Born in Derry in 1961, Archbishop Martin was ordained a priest for the diocese June 28, 1987, after which he served as assistant pastor at the cathedral of the diocese of Derry until 1989. He then taught at St Columb's College in Derry until 1998.
He has also served as Secretary-General of the Irish Episcopal Conference, Vicar General of the Diocese of Derry and as diocesan administrator from November 2011 until January 2013 upon the resignation of Bishop Séamus Hegarty.
The archbishop has also held the position as a director of the National Board for Safeguarding Children in the Catholic Church, which was established following the revelation of the clerical abuse crisis in the Church in Ireland.
In his remarks on Monday, he said he hopes to put a “fresh heart” into the renewal of the Irish Church, and expressed his readiness to collaborate with the laypeople, priests and religious of the diocese.
“I pray that my heart can be more like the Heart of Jesus, burning with love for everyone,” he said, explaining that “Not far from all of us today are people who feel isolated or lonely; people whose hearts are heavy with worry, illness or anxiety,”
Perhaps there is also someone “whose heart is broken by grief or loss; a man or woman whose heart has grown colder because of some cruelty or emptiness in their lives – past or present,” the archbishop continued.
“Every day, then, as long as this today lasts, let us keep encouraging one another with the love and compassion of Christ.”
Archbishop Martin then pointed out that while there can be no doubt that numerous challenges will come, “I look forward with trust and hope in God to sharing with others the ‘Joy of the Gospel.’ Please pray for me.”
Archbishop Martin succeeds Cardinal Sean Brady whose resignation at the age of 75 was recently accepted by Pope Francis. He is a native of the diocese of Laragh in Co Cavan, and has served as leader of the diocese since 1995.
The cardinal faced criticism during his tenure to his personal role in documenting a case of pedophilia in 1975 in which the victims were sworn to confidentiality.
In a statement Monday, Cardinal Brady congratulated Archbishop Martin for his new role, and encouraged all to “rejoice and be glad” at receiving him as their new shepherd.
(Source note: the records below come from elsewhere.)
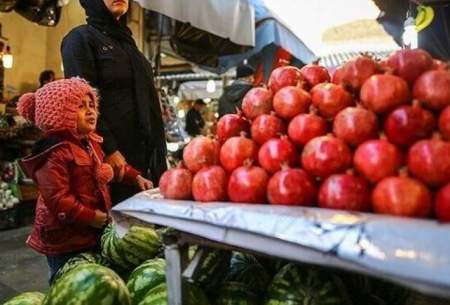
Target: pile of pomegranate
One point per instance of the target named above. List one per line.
(373, 137)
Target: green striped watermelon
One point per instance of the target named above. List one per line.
(148, 275)
(299, 285)
(89, 284)
(137, 246)
(27, 298)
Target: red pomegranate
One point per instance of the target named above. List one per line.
(433, 89)
(315, 74)
(201, 151)
(176, 183)
(275, 152)
(326, 155)
(384, 92)
(210, 184)
(344, 192)
(409, 64)
(330, 99)
(442, 204)
(444, 123)
(290, 101)
(291, 186)
(377, 159)
(248, 184)
(355, 125)
(305, 127)
(429, 161)
(401, 196)
(231, 125)
(257, 101)
(408, 124)
(284, 76)
(236, 150)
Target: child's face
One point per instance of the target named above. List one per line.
(87, 116)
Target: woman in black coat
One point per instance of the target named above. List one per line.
(104, 52)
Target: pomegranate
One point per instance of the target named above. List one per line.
(408, 124)
(248, 184)
(433, 89)
(284, 76)
(266, 127)
(401, 196)
(442, 204)
(291, 187)
(326, 155)
(384, 92)
(275, 152)
(210, 184)
(290, 101)
(444, 123)
(305, 127)
(201, 151)
(409, 64)
(315, 74)
(330, 99)
(236, 150)
(355, 125)
(176, 183)
(344, 192)
(429, 161)
(257, 101)
(377, 159)
(231, 125)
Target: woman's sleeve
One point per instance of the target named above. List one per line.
(79, 60)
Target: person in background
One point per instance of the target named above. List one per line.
(232, 95)
(194, 119)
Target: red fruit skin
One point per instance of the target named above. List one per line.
(432, 88)
(231, 125)
(290, 101)
(284, 76)
(354, 125)
(248, 185)
(176, 184)
(377, 159)
(408, 124)
(315, 74)
(442, 204)
(384, 92)
(266, 127)
(236, 150)
(429, 161)
(200, 152)
(210, 184)
(291, 187)
(330, 99)
(344, 192)
(257, 101)
(305, 127)
(401, 196)
(444, 123)
(409, 64)
(326, 155)
(275, 152)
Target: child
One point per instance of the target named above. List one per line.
(67, 166)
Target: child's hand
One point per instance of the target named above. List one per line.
(100, 219)
(144, 184)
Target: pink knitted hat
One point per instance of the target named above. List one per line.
(55, 106)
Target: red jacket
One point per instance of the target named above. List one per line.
(69, 193)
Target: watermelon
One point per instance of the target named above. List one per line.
(299, 285)
(89, 284)
(27, 298)
(148, 275)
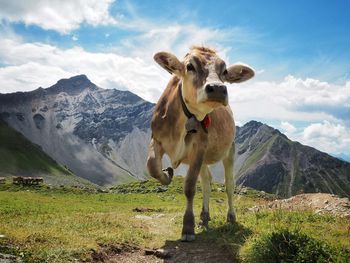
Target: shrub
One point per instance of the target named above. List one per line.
(286, 246)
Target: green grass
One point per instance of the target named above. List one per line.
(63, 224)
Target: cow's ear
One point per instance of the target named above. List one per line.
(170, 63)
(238, 73)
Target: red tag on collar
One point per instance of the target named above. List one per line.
(206, 121)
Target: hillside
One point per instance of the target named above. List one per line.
(143, 224)
(267, 160)
(20, 157)
(102, 135)
(99, 134)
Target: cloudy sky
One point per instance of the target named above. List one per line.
(299, 49)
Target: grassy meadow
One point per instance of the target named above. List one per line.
(41, 224)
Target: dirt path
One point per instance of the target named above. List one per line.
(172, 252)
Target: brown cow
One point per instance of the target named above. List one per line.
(193, 124)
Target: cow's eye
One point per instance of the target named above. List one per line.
(190, 67)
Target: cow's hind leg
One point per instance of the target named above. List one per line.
(229, 182)
(206, 189)
(154, 163)
(190, 190)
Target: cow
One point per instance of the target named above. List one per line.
(193, 124)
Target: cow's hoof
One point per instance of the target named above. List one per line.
(168, 176)
(205, 218)
(231, 217)
(188, 238)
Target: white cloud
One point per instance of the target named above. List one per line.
(288, 128)
(328, 137)
(292, 99)
(59, 15)
(31, 65)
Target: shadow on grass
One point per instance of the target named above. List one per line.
(214, 245)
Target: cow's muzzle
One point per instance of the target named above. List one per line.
(216, 92)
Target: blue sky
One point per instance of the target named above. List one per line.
(299, 49)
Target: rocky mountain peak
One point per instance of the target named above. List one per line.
(72, 86)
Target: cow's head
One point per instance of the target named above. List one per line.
(203, 74)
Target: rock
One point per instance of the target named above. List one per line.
(162, 253)
(7, 258)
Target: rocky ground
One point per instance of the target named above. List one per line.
(172, 252)
(320, 203)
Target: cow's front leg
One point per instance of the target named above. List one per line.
(190, 190)
(154, 163)
(206, 189)
(229, 183)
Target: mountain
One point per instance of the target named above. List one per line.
(100, 134)
(20, 157)
(267, 160)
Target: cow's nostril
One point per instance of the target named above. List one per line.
(209, 89)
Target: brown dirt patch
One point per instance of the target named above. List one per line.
(199, 251)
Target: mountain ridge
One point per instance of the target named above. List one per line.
(103, 135)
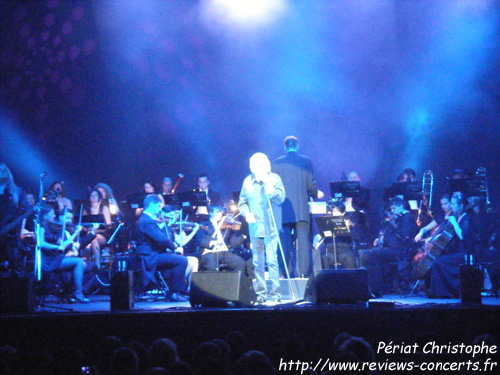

“I am pleased that Pope Francis has today accepted the resignation which I offered to him on the occasion of my seventy fifth birthday,” Cardinal Brady said.
“I pray that God may give to Archbishop Eamon in abundance all the graces he needs and I assure him of my help and total support at all times.”
Going on, the cardinal voiced that he is “quite confident that the people of the Archdiocese – priests, religious and lay faithful – will give to their new Archbishop the same whole-hearted support and faith-filled loyalty which they have always given to me and for which I will be eternally grateful.”
Archbishop Martin also offered his personal greetings to the leaders and members of other Christian Churches and faith traditions.
“I hope that, as Cardinal Sean did before me, I can share their friendship and their passion for the Gospel of Christ,” he said.
“I also send my good wishes to people of other faiths and traditions, and to civic and political leaders throughout the diocese, assuring them of my respect and cooperation with them in serving the common good.”
His Mass of installation will take place at St. Patrick’s Cathedral in Armagh at 7.30 p.m. on Tuesday, Oct. 7, the Feast of the Holy Rosary.